Shawn Keough gently reads the first resume. Denton Darrington is fiddling with his microphone but it's Senator Siddoway who rises to debate against the nomination. We do this, he says, to send messages to departments. I'm thinking yes, many here wish we could meld agencies to our thinking. Jeff says this is not about him ranching sheep, but about policy.
I feel a flash back to debating a Human Rights Commission appointment last year. Ruthie Johnson whose palpable distaste for gay people and those who step out of gender norms was alarming. Yet we rarely question appointments, even when it seems Commissioners fail to show up, fail to understand or work to further the goal or work of an agency.
So the gallery is filling with students, Senator Siddoway is talking about wanting to protect his sheep, his property he says, by shooting wolves, yet being allowed to kill one or two only. He has faced real loss but I wonder if wolves are at least as smart as my husky and know who has killed their pack members and if they have picked a fight with him now.
So Senator Broadsword begins her support for the Fish and Game Commissioner by saying something like that she hates wolves as much as anyone. Jeff Siddoway asks for a roll call. People move awkwardly in their seats, worried I think about not being seen as hating wolves enough. We are so far from the days of my childhood when girls hung photos of wolves on their bedroom walls, for their beauty and for their role in an ecosystem, their role in making the wild wild.
Senator Keough closes debate reminding us all that the courts have left us little room. And so the roll call begins, mostly ayes. Senator Goedde interrupts the roll to explain how he has hunted for wolves on his tag and could not shoot one, how Fish & Game even extended the season to allow more wolves to be killed and still the entire quota has not been shot.He points out that higher quotas probably would not have fixed this problem.
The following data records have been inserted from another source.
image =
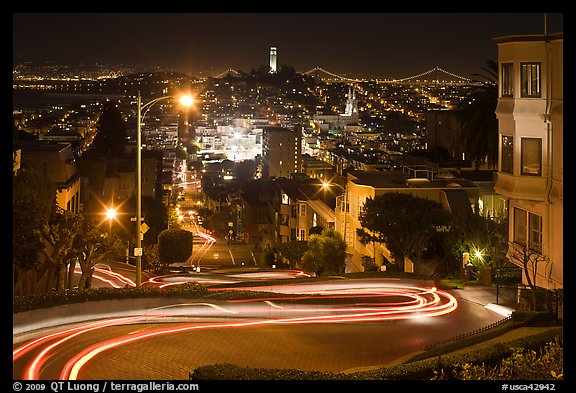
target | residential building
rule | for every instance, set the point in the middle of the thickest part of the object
(530, 172)
(281, 151)
(457, 195)
(57, 162)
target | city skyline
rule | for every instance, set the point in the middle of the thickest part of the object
(387, 45)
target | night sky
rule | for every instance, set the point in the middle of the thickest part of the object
(377, 44)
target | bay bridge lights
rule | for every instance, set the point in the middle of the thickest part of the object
(429, 76)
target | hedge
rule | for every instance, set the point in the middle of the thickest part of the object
(419, 370)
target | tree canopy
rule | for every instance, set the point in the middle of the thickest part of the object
(174, 246)
(33, 203)
(326, 253)
(403, 222)
(110, 140)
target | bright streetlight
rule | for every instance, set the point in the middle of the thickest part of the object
(185, 101)
(111, 213)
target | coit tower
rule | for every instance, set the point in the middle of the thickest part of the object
(272, 59)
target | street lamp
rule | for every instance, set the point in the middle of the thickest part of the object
(185, 100)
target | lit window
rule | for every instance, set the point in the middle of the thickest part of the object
(507, 154)
(530, 79)
(535, 235)
(531, 159)
(520, 226)
(507, 80)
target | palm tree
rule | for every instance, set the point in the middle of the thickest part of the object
(478, 118)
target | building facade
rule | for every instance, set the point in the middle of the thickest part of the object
(56, 161)
(455, 194)
(281, 151)
(530, 173)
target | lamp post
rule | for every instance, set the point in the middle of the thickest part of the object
(185, 100)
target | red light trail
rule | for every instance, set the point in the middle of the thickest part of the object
(332, 302)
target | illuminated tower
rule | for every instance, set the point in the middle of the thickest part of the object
(273, 59)
(351, 104)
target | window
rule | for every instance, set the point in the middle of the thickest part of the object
(293, 211)
(530, 79)
(531, 158)
(507, 159)
(520, 226)
(528, 230)
(535, 236)
(507, 80)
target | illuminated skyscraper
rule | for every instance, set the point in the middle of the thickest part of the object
(273, 68)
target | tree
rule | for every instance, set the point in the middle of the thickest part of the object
(293, 251)
(174, 246)
(529, 260)
(33, 203)
(326, 253)
(403, 222)
(472, 232)
(110, 140)
(90, 246)
(59, 236)
(477, 113)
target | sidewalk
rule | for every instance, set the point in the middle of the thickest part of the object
(502, 300)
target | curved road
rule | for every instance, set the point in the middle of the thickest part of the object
(329, 325)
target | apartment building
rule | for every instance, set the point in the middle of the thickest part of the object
(457, 195)
(530, 172)
(56, 161)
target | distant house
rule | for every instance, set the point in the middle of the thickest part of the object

Just this morning I sat in JFAC listening to the Military Division present their budget and talk of a new wing coming into Idaho. I thought about a day about 20 years ago sitting in a meadow as a fighter jet flew below the canyon rim, wings tilting. This was inside the Frank Church Wilderness and as the roar faded, an odd sound rose, one voice and then another. I realized those voices, there so far from where people usually wander, were wolves, three of them through the trees at the edge of the meadow where I stood.
This was before wolves were re-introduced. These were wolves who had found their way to the quiet wild of central Idaho. That experience so rare twenty years ago, today is almost common and has brought us face to face with the very meaning of the word "wild." Do we still find anything to admire in the wolf? Are elk herds fewer or just stronger and faster? What and how much do we manage wilderness and the wildlife inside it? Outside wilderness we clearly pick and choose which and how much of each species we prefer exists. We manage the wild out of respect to ranchers like Jeff Siddoway, who in my mind should perhaps be better compensated for his loss. But where does the wild start or end? Do we ever manage the wild for the wild? What should we simply expect to face when we live at the edge of it?